The state of Hyderabadi food is a bit like that of Indian sports, where cricket rises so tall, everything else becomes mere underbrush. Biryani occupies that position and everything else in the cuisine is relegated to an also-ran. You might protest this—you may have tried haleem, nihari and shahi tukde. However, there is so much more to Hyderabadi cuisine. So where do you get to experience Hyderabadi cuisine beyond the run-of-the-mill dishes you find at the restaurants? Here's the list:

Home lunch at Lamakaan

Home lunch at Lamakaan. Photo: Nishat Fatima

A cultural space with free wifi, Lamakaan has become an integral part of the Hyderabadi cultural landscape, as it hosts plays, concerts, lectures, and also has an organic market. It also houses a canteen that serves a typical Hyderabadi home meal of khatti dal, mutton kheema and rice. The khatti dal is a runny preparation of tur dal, given its tang using tamarind water, and tempered with mustard seeds, zeera seeds, garlic and curry leaves. The flavours of the dal are balanced by the spice and umami of the kheema. Khichdi, kheema, and ghee is a widely eaten breakfast combination here. Cost: Rs170-200. Contact: 9642731329

Luqmi at Mountain Bakery

Luqmi at Mountain Bakery. Photo: Nishat Fatima

The luqmi, a crusty pastry parcel stuffed with meat, is the unique Hyderabadi version of the samosa. It seems samosas found its origin in Persia, where it was served with minced meat, dry fruits, and nuts in the court of the Ghaznavid empire. In Hyderabad, the luqmi is savoury, square-shaped and has more crust ratio than a samosa. It used to be the first course at wedding feasts but fell out of favour in the late '90s. Luqmis are in the process of a revival now, mainly thanks to the owner of Mountain Bakery. MA Khader was one of the first to introduce luqmi to the menu in 2006. The fact that it is sold out in just a few hours proves that it is some of the best you may find in the city. Cost: Rs30. Contact: 9701007786

Chowki dining with Dilnaz Baig

A meal at Dilnaz Baig's home ends with a traditional Hyderabadi paan. Photo: Nishat Fatima

Till the early 1970s all meals in Hyderabad were served on chowkis or low four-sided tables, and people sat on the floor with bolsters to lean on. Now, everybody uses tables. But you can still get a taste of the traditional home-cooked food and the old-style setting at the home of one of the city's well-known families.

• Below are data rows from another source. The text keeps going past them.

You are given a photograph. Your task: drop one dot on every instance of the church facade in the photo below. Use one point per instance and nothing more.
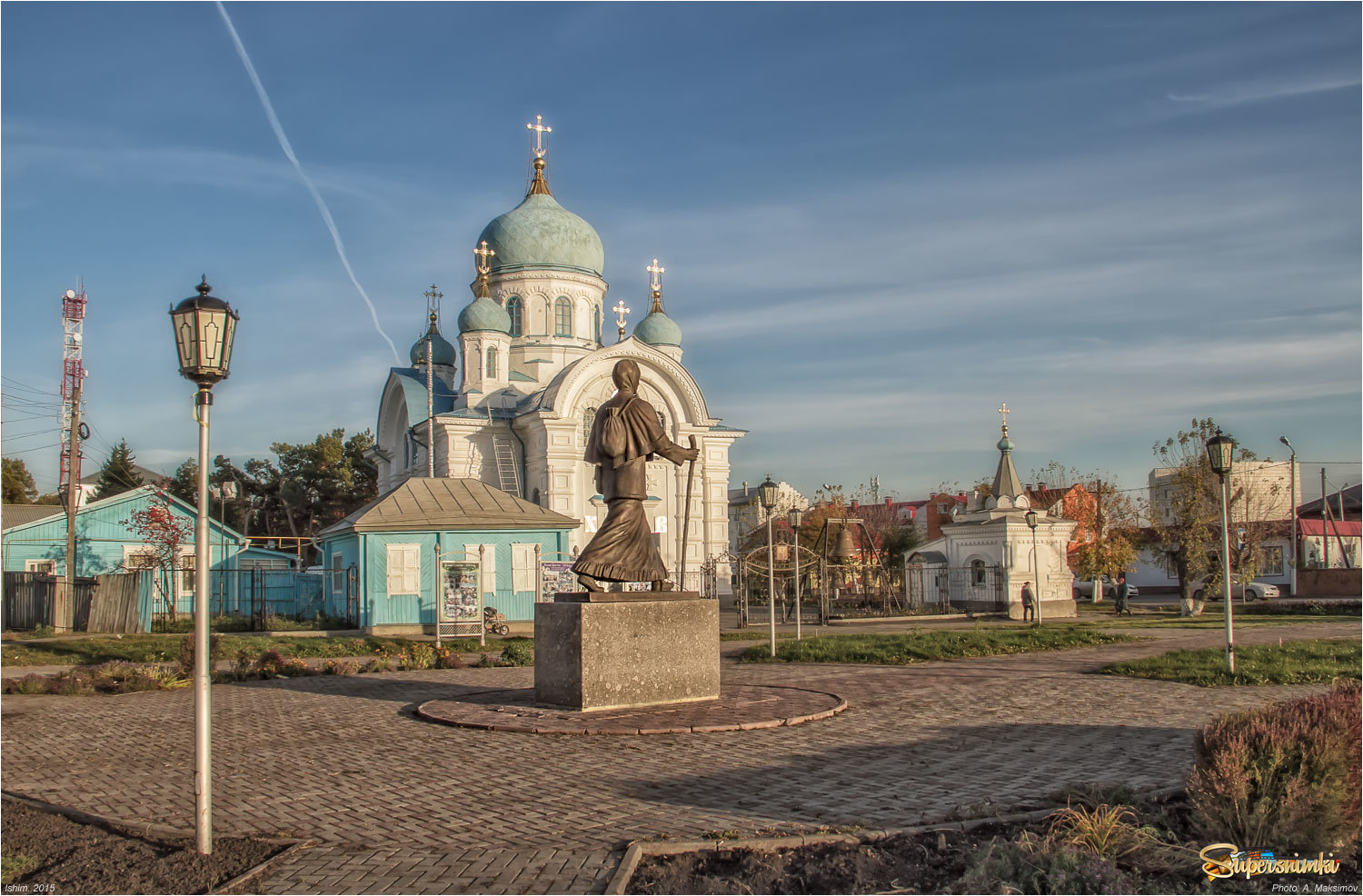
(512, 403)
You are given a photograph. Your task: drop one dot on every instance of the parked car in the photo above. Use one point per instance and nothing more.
(1240, 590)
(1084, 588)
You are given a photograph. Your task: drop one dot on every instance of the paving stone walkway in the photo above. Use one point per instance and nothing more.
(397, 803)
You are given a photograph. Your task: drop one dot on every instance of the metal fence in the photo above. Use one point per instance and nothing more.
(957, 588)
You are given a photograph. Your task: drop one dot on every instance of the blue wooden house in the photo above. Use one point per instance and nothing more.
(397, 543)
(106, 543)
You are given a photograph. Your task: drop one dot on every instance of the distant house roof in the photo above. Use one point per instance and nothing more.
(423, 503)
(14, 516)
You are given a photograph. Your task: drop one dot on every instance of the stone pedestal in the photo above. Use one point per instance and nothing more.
(605, 651)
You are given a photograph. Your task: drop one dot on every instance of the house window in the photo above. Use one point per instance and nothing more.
(337, 574)
(562, 316)
(403, 569)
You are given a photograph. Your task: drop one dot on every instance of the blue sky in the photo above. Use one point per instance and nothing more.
(878, 221)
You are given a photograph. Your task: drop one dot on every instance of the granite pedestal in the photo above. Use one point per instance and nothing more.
(613, 650)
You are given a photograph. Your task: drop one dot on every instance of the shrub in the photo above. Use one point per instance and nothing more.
(187, 650)
(518, 653)
(1284, 775)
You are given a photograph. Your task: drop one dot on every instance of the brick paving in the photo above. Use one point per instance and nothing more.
(397, 803)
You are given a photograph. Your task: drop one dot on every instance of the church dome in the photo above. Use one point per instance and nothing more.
(540, 234)
(484, 314)
(659, 329)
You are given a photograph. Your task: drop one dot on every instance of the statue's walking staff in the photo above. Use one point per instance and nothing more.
(686, 519)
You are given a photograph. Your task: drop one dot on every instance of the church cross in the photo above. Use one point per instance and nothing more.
(540, 130)
(484, 254)
(621, 310)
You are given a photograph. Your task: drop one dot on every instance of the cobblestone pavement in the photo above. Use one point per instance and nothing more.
(397, 803)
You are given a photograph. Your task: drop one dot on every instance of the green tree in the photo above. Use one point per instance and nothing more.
(19, 487)
(117, 475)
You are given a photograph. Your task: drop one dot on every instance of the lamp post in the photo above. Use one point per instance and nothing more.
(204, 329)
(1292, 549)
(1219, 453)
(1036, 572)
(795, 519)
(766, 494)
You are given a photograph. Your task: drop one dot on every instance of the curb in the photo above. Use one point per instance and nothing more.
(635, 851)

Dilnaz Baig, a repository of Hyderabadi nuggets, and the founder of the city's Shaam-e-Ghazal chapter, opens up her beautiful home in Banjara Hills and serves a three-course meal that includes shikampur (mutton patty stuffed with onion), diwani handi (mixed vegetables), dum ki murghi (semi-dry chicken flavoured with almonds, chashew and khoya), tamatar ka kut (thick tomato curry usually served with eggs), sheermal (sweet bread), haleem (pounded wheat and mutton cooked overnight), khubuli (chana dal biryani-type rice preparation), bot ka halwa (made from almonds), khubani ka meetha (stewed apricot pudding), and ande ki piyosi (baked egg, almond and khoya dessert) and is finished with a Hyderabdi paan made from a Paan-daan. Cost: Starts at Rs2,000 per person. Contact: 9292958761.

Food demos and traditional meals with Parveen Khan

A traditional meal at Parveen Khan's home. Photo: Nishat Fatima

Parveen Khan's mother Begum Mumtaz Khan was the doyenne of Hyderabadi cooking. She not only taught generations of Hyderabadi women, but also consulted with hotels across the country. Now, Parveen Khan is carrying her legacy forward. The author of the cookbook Hyderabadi Khasa, Khan opens up her ancestral home in Begumpet for demonstrations of Hyderabadi dishes such as the kachche gosht ki biryani or lagan ke kebab. It is followed by a three-course meal that includes lesser-known items such as tutak (baked mince and semolina starters), marag (spiced kid broth with lamb), chugar gosht (mutton and tender tamarind leaf semi-dry curry; seasonal), machhi ka khaliya (a tangy, spicy fish curry), sofiyani pulao (chicken and rice dish prepared with yoghurt, almonds, and milk), nimish (the whipped froth of full cream milk left out to collect dew overnight) and geelay firdaus—which means the mud of heaven—a milk based dessert with bottle gourd and pineapple. Cost: Rs4,000 per person. Contact: 9849070141

Traditional desserts by Asra Anjum

Badaam jaali. Photo: Nishat Fatima

Qubani ka meetha and shahi tukde might be the only desserts marketed as Hyderabadi desserts, but there's a plethora of sweets cooked in Hyderabadi home kitchens. Both Badam ki jaali and ashrafi are akin in flavour to almond marzipan, while jaali is usually circular with intricate cuts to reveal the warq on the layer below, ashrafi gets its name because it looks like Nizami coins.

Both of these were once made only during marriages. Asra Anjum learnt to make jaali and ashrafi from her mother-in-law, and now makes them on order. Other Hyderabadi specialties include bot ka halwa (almond halwa), puran puri (the Hyderabadi version is richer, with khoya and nuts), ande ke lauz (baked egg dessert flavoured with saffron) as well as kaddu ke lauz (bottle gourd barfi with saffron, ghee, cardamom) and hab ke lauz (a white butter and almond sugar sweet), both of which take five days to prepare. Cost of badaam ki jaali: Rs1,100/kg. Contact: 9948686786. Orders available at 24-hour notice.